Monday, January 29, 2018

Berbeda



by Glory Ekasari

Ketika saya dan (calon) suami ikut katekisasi pranikah, salah satu hal yang terus ditekankan dalam pelajaran kami adalah bahwa pria dan wanita itu berbeda. Perbedaan itu membuat mereka saling tertarik untuk menjadikan lawan jenisnya pasangan hidup, tapi juga berpotensi menjadi sumber masalah ketika mereka tinggal bersama. 

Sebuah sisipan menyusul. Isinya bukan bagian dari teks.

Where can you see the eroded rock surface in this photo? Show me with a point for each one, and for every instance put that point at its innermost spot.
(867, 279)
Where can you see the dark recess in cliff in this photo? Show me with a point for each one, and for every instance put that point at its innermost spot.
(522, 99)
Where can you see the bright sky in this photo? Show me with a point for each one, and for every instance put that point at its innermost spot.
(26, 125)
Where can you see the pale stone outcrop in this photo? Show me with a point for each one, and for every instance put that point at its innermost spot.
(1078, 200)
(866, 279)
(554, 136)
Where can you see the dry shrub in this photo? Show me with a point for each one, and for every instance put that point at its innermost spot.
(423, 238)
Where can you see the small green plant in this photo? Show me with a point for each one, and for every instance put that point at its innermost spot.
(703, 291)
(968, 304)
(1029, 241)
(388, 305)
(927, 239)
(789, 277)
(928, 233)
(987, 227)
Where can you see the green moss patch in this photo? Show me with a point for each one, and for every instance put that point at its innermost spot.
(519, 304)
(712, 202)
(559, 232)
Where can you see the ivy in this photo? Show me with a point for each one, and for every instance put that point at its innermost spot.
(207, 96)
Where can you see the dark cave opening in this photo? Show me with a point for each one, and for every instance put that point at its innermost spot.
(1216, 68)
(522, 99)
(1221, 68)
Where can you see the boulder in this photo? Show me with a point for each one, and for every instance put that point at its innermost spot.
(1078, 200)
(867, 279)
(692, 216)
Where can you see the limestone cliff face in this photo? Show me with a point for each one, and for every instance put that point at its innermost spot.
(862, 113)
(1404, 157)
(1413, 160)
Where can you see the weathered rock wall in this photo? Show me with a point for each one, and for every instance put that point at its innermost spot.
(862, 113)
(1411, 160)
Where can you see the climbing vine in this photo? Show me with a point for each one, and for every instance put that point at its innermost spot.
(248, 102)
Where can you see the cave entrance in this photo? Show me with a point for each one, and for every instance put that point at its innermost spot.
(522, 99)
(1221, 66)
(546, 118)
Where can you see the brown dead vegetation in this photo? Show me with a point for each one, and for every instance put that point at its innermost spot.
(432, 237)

Saya dan suami melihat artikel dalam website Brightside tentang perbedaan antara pria dan wanita. Sangat menarik, karena penjelasannya berupa gambar-gambar, dan mengandung kebenaran yang nyaris paripurna. Beberapa saya tampilkan di sini:






Semua infografis di atas menunjukkan poin yang mirip: wanita itu kompleks dan banyak terpengaruh emosi, sedangkan pria itu sederhana dan cenderung mengutamakan hal fisik. Ini yang sering jadi sumber konflik. Bagi wanita, pria malas dan tidak peka. Bagi pria, wanita ribet dan sensitif. 

Perbedaan tersebut makin terasa setelah menikah. Dua orang tinggal serumah, tidur sekamar, berbagi ranjang. Lawan jenis. Lawan—dalam hampir segala hal. Waktu saya SMA, seorang teman cowok berkata, “Kos cowok itu yang penting ada tv, Pl*ystation (bawa sendiri), dan kabel sambungan listrik.” Yang lain, seperti baju kotor, nanti kalau sudah kehabisan baju baru dicuci satu potong. Satu. Nyuci jeans? Jangan tanya berapa bulan sekali (kalau ingat). Rekor hal ter-ngeri yang pernah saya lihat di kontrakan cowok (kecoa, laba-laba, dkk sudah tidak termasuk ngeri lagi, btw) adalah… nasi jamuran di dalam rice cooker. Entah sudah berapa abad nasi itu di dalam situ. Dan ga ada yang merasa bahwa itu masalah! 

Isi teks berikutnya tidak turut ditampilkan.